Comme il s’éloignait, sir Geoffrey le regarda pendant quelques instants : « Voilà un homme, dit-il, qui eût toujours été droit et honnête, s’il ne s’était pas fait presbytérien. Mais il n’y a pas de franchise chez ces gens-là ; ils ne sauraient pardonner une chute sur l’herbe ; ils gardent de la rancune, et c’est ce que je déteste autant qu’un manteau noir et un bonnet de Genève à longues oreilles s’élevant de chaque côté de la tête comme deux cheminées aux extrémités d’une maison couverte de chaume. Ils sont en outre aussi rusés que le diable. C’est pourquoi, Lance-Outram, vous allez prendre deux hommes avec vous, et suivre ces presbytériens, de peur qu’ils ne nous tournent sur le flanc, et qu’ils ne se remettent sur les traces de la comtesse. — J’aimerais autant qu’ils fussent sur la piste de la biche blanche de milady, » répondit le garde forestier dans le style de sa profession. Il se hâta ensuite d’exécuter les ordres de son maître en suivant le major à une certaine distance, et en observant sa marche du haut des collines qui dominaient le pays. Mais il fut bientôt évident que l’ennemi ne projetait aucune manœuvre, et se dirigeait tranquillement vers le village. Lorsque sir Geoffrey en eut acquis la certitude, il congédia la plus grande partie de sa suite et se hâta d’aller rejoindre la comtesse.

Il nous suffira d’ajouter qu’il exécuta son projet d’escorter la comtesse jusqu’à Vale-Royal sans rencontrer aucun autre obstacle en chemin. Le seigneur de ce domaine se chargea de conduire sur-le-champ à Liverpool cette femme courageuse, et il la vit s’embarquer heureusement pour les états héréditaires de son fils, où il n’y avait aucun doute qu’elle ne vécût paisiblement jusqu’à ce qu’on eût obtenu quelque compromis relativement à l’accusation portée contre elle, d’avoir violé l’amnistie accordée par le roi en faisant périr Christian.

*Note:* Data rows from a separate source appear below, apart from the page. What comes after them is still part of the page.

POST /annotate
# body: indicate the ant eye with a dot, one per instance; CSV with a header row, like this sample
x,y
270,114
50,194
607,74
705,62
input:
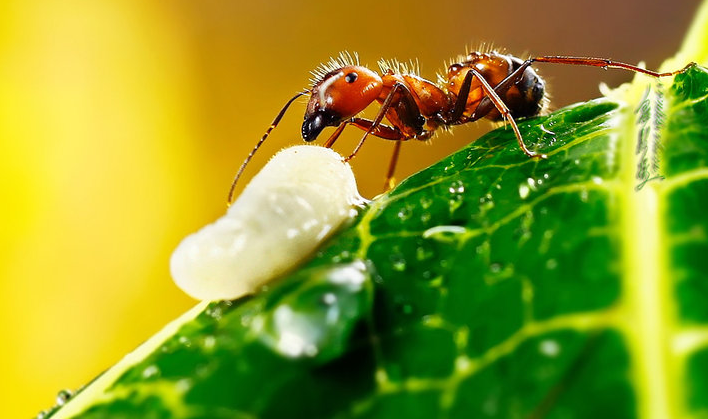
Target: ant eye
x,y
351,77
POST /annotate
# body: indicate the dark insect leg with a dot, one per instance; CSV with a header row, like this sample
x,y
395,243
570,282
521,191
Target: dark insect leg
x,y
332,138
504,111
273,124
389,183
381,130
411,112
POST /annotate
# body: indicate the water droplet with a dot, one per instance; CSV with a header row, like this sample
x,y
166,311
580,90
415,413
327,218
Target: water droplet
x,y
183,340
151,371
425,217
209,342
63,396
457,187
404,213
426,202
524,191
329,299
422,253
486,202
549,347
398,263
456,202
444,233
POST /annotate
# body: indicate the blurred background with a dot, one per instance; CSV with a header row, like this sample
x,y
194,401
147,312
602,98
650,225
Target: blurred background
x,y
123,122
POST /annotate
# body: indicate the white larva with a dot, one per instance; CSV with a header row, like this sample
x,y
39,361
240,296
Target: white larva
x,y
301,196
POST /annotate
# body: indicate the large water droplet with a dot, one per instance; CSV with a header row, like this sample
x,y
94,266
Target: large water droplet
x,y
444,233
316,319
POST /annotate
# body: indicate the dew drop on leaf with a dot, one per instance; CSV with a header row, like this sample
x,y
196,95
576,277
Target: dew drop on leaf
x,y
151,371
63,396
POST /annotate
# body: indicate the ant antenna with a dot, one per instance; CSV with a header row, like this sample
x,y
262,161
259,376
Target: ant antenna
x,y
275,122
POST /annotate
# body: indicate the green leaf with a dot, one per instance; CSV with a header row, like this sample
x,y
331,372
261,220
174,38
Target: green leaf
x,y
488,285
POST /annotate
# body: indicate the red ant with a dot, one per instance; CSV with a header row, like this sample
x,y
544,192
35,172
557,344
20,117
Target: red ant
x,y
480,85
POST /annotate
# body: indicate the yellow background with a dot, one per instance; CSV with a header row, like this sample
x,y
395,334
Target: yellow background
x,y
123,122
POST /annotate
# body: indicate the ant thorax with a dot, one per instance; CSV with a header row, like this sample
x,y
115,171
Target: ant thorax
x,y
524,98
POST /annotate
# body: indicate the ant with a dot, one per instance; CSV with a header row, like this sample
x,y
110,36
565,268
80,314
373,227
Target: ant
x,y
490,85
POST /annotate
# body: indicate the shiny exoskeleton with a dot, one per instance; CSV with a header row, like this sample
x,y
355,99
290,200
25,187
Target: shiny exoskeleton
x,y
479,85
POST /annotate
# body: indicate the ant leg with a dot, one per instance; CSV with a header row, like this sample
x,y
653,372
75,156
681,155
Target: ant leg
x,y
389,183
485,105
381,131
504,111
332,138
388,133
272,126
382,112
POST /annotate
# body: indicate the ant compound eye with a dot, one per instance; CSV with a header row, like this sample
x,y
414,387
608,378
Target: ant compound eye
x,y
351,77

Mais il s’écoula un assez long-temps avant qu’une affaire si délicate pût être arrangée. Clarendon, alors à la tête du gouvernement de Charles II, considérait cet acte de violence, inspiré par des motifs qui trouvent, jusqu’à un certain point, leur excuse dans le cœur humain, comme de nature à troubler de nouveau l’Angleterre en excitant les doutes et les craintes de ceux qui avaient à redouter les conséquences de ce qu’on appelle, de notre temps, une réaction. D’une autre part, les hauts services de cette famille distinguée, le mérite de la comtesse, le souvenir de son intrépide mari, et les usages particuliers de la juridiction de son île de Man, qui plaçaient ce cas hors des règles ordinaires, plaidaient en sa faveur. Bref, la mort de Christian ne fut punie enfin que d’une forte amende montant à plusieurs milliers de livres, qui furent levées avec beaucoup de difficulté sur les domaines ravagés du jeune comte de Derby.



  1. Jack la lantern phrase proverbiale pur exprimer feu follet. a. m.